La souche est le conduit extérieur d’une cheminée. Soumise aux agressions météorologiques et à d’éventuelles chutes de branches, elle doit bénéficier d’une attention particulière. En l’entretenant régulièrement, vous éviterez les dommages nécessitant de gros travaux. Nos conseils pour réparer une souche fatiguée.

Les souches de cheminées anciennes sont plus compliquées à rénover : témoins du patrimoine architectural d'une ville, elles doivent être restaurées à l'identique.
Voir plus : Cheminée

La souche sert à expulser les émissions de gaz brûlés vers l’extérieur. Elle crée également un appel d’air, nommé tirage, essentiel pour une bonne combustion. Une isolation parfaite du conduit est indispensable ; dans le cas contraire, la température des gaz de combustion pourrait chuter brutalement et provoquer de la condensation.

Les souches de cheminées anciennes font partie du patrimoine architectural d'une ville. Si la vôtre a besoin d’une rénovation, la mairie peut vous obliger à la restaurer à l'identique, pour ne pas dénaturer le paysage urbain. Les vieilles cheminées sont généralement faites des mêmes matériaux que ceux qui ont servis à construire la façade du bâtiment.

Les fissures sur une souche peuvent entraîner un appel d’air moins bon. L'étanchéité de la cheminée, et donc de la maison, peut également être mise en péril par d’éventuelles brèches. Dans les situations de grand délabrement, des morceaux de souche, en chutant, peuvent abîmer la toiture voire blesser quelqu’un.

Réparer les dommages

Si la souche fuit à sa base, il faut utiliser une plaque de zinc. Une fois celle-ci mise en forme, de façon à épouser le pied de la souche et remonter le long du conduit de cheminée, elle doit être glissée sous les tuiles. Une couverture en ardoises, en zinc ou en tuiles plates, permet une pose aisée. Si votre toiture est composée de tuiles canal, attendez-vous à une opération plus difficile.

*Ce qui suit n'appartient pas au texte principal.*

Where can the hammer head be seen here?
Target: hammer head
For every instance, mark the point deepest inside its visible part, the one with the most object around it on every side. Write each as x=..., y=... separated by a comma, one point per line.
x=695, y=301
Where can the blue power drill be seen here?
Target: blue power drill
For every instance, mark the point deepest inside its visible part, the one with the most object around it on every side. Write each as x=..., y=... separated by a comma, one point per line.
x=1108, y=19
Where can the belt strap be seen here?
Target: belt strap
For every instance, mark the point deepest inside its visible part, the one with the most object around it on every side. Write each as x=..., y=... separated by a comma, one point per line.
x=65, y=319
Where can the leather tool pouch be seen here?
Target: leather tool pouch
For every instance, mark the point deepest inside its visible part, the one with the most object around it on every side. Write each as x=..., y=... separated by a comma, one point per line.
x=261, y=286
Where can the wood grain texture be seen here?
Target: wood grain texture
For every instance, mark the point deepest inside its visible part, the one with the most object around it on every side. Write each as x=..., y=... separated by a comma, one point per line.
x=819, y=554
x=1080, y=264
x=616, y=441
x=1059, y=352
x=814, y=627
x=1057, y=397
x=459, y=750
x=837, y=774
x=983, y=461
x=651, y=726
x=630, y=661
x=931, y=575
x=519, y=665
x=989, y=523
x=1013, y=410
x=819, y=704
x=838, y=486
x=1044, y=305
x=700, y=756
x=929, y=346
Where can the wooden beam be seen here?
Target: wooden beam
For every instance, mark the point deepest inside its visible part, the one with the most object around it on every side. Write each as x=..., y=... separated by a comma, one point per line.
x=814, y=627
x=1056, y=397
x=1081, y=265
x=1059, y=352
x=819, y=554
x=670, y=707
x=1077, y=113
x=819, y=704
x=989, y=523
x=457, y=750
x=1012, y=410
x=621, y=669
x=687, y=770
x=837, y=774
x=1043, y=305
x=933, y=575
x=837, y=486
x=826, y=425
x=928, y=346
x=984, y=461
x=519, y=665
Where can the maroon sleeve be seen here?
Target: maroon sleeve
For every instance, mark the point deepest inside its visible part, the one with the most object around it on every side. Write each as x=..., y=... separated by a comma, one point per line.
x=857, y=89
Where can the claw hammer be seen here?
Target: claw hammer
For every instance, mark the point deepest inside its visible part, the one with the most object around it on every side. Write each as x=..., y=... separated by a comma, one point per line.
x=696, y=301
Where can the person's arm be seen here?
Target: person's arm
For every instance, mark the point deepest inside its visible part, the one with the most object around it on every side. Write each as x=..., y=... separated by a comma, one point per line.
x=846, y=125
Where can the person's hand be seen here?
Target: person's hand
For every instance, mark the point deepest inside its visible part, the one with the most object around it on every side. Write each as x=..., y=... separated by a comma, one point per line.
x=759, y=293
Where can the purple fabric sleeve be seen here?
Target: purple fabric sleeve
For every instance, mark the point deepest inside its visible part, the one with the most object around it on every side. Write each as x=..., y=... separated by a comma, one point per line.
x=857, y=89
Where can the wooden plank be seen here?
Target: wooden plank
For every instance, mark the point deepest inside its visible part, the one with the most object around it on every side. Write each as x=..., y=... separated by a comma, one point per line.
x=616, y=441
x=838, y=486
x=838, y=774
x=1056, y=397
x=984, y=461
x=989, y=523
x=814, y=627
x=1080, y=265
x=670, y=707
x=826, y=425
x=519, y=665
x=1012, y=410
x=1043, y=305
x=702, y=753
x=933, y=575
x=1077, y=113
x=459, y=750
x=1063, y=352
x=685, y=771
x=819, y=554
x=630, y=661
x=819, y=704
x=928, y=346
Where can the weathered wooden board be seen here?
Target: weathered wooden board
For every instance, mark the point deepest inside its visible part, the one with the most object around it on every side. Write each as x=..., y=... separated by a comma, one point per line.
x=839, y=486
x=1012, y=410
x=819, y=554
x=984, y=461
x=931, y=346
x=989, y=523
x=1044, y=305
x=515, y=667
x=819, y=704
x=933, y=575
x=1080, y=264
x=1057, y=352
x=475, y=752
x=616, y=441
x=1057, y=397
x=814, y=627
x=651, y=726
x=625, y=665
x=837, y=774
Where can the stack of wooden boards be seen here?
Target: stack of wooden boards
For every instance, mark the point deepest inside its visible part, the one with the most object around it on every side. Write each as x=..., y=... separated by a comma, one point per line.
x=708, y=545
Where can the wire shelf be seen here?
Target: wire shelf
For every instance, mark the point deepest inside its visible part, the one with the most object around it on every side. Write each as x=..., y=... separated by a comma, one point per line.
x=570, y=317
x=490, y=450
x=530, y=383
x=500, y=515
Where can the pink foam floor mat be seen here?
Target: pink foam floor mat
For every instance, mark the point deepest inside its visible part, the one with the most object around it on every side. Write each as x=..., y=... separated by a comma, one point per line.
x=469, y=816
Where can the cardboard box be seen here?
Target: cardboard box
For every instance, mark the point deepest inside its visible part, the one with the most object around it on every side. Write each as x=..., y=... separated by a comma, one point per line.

Le chevêtre est la dalle qui repose sur la charpente de la toiture au niveau de la cheminée, et par laquelle passe le conduit pour ressortir sur le toit. Dans le cas d’une infiltration ou d’une fuite à ce niveau, l'intervention est plus complexe. Il faut vérifier l'état du plâtre ayant servi à remplir l'espace entre la dalle et la maçonnerie de la cheminée. Si les fissures sont trop importantes, il est trop tard : inutile de colmater. A cet endroit, les tuiles sont normalement scellées, avec un mélange de ciment et de chaux. Bien souvent, il est plus facile et efficace de s’assurer de l'étanchéité complète de la maçonnerie, en déposant cette partie de toiture pour la refaire. Parfois, il est suffisant de ne changer que les bandes d'étanchéité au pourtour de la souche, sur la toiture ou dans les combles.

Si l’ensemble de la maçonnerie semble très fragile, la rénovation devient bien plus technique. Un enduit d'étanchéité peut être étalé, dans le cas de quelques petites fissures, sur une souche en béton. Pour les briques réfractaires, la terre cuite ou les pierres de construction, plus vulnérables aux intempéries, vous pouvez être amené à complètement reconstruire la souche. Pas de panique ! Si vous avez un doute quand à la faisabilité des travaux, renseignez-vous auprès d’un expert : couvreur, maçon spécialisé... Il pourra peut-être remplacer les pierres abîmées, remettre à niveau l'étanchéité, et refaire les mortiers sans tout casser.

Améliorer la souche

Plusieurs solutions existent pour compléter la souche, et par là, perfectionner et protéger votre cheminée. Une mitre, le chapeau qui surplombe parfois le conduit, améliore le tirage de votre cheminée et la protège de la pluie. Elle empêche également les petits animaux d'entrer dans le conduit de la cheminée ; les oiseaux aiment en effet y faire leur nid.

Un dispositif anti-refoulement permet, quant à lui, d'empêcher le retour de fumées à l'intérieur, en cas de fortes pluies ou de vents plongeants.

A l’inverse, un tirage trop fort peut avoir pour effet une aspiration trop rapide de l’air chaud vers le haut, dans le conduit. Le combustible se consume alors trop vite, et la production de chaleur est réduite. Un régulateur de tirage, ou un « restricteur », permet d’enrayer cet inconvénient. A vous d’identifier, en fonction du climat, les besoins de votre cheminée.